Below are the relevant sections/clauses of the Ghana–IMF Agreement which stipulated zero financing from 2016 onward.
“64. To prepare for the implementation of the zero financing from Bank of Ghana to the budget starting January 2016, the ministry of finance will enhance it cash planning and management capacity, possibly with IMF technical assistance.”
“74…..This new MoU also formalises that from 2016 onwards, a zero financing of government from the BoG will be in effect in anticipation of the amendment of the BoG Act, consistent with a modern IT framework.”
“31. The authorities’ objective to bring inflation back into single digit territory will be supported by restoring the effectiveness of the Inflation-Targeting (IT) framework.
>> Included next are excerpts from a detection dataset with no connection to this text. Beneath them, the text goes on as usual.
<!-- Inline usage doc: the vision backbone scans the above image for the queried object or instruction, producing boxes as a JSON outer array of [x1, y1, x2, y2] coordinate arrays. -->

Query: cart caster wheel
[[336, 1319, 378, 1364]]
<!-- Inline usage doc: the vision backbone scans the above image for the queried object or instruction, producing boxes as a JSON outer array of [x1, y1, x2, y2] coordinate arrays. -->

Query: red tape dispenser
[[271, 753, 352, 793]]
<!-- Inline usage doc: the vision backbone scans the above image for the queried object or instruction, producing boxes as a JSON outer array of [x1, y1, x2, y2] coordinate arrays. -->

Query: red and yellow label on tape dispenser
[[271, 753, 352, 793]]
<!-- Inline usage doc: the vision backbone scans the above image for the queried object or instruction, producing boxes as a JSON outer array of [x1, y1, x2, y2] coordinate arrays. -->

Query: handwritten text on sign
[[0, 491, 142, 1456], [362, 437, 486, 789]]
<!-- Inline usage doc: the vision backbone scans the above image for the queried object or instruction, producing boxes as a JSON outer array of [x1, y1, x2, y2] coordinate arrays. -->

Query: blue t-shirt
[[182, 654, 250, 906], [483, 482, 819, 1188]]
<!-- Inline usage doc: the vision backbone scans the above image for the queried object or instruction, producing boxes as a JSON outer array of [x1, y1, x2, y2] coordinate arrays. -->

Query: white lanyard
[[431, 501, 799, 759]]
To this end:
Central bank financing of the central government and state-owned enterprises will be progressively eliminated. A memorandum of understanding between the Ministry of Finance and BoG limits central bank’s financing to 5 percent of previous year’s revenue in 2015, while the adoption of a new Bank of Ghana Act will bring the financing to zero from 2016 onwards (MEFP 74/84).”
“Table 3. Ghana: Structural Reforms Benchmarks for 2015–16: Bank of Ghana Act – Submit to Parliament a revised Law that: strengthens the functional autonomy of BOG; sets a zero limit on monetary financing to the government and public institutions; establishes appointment durations for Governor and Board members; sets rules for emergency lending to banks in distress; and ensures compliance with IFRS (as described in MEFP 85).”
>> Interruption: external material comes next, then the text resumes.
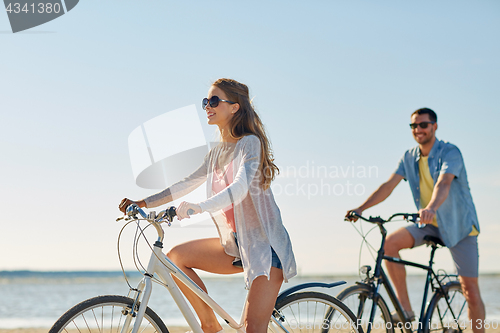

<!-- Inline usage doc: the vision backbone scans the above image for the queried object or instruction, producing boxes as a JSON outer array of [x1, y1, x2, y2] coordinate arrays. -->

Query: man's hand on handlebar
[[418, 208, 436, 224], [177, 201, 201, 220], [344, 208, 363, 222], [118, 198, 146, 214]]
This big blow to the IMF bailout programme comes at a time Ghana is seeking a new $1 billion Eurobond on the international markets despite many cautions from analysts and economists on the dangers in the government’s unquenched thirst to raise Ghana’s already high debt levels and the high rate the bond could come at.
Meanwhile, financial analysts have cast serious doubts about Ghana’s Eurobond prospects and the general outlook for the economy.
“As the West African nation markets its fifth sale of dollar securities in nine years, its bonds are faltering as investors fret about the government’s commitment to fiscal targets in an election year. Ghana’s $1 billion of bonds due 2023 have tumbled, pushing yields up by 75 basis points since July 22 to 10.4 percent on Tuesday, compared with a 48 basis-point drop to 6.8 percent in average yields of 17 sub-Saharan African nations,” Bloomberg reports.
Bloomberg further quotes global finance analysts who all gave negative reviews of the current quest to borrow a billion dollars.
“The cost of floating the bond looks prohibitively expensive,” Celeste Fauconnier, Nema Ramkhelawan-Bhana and Neville Mandimika, analysts at Johannesburg-based RMB, said in a note on Tuesday, according to Bloomberg.
“The risk of debt distress remains high. We do not believe the faith in the market is strong enough” to prevent an expensive transaction,” the RMB analysts added.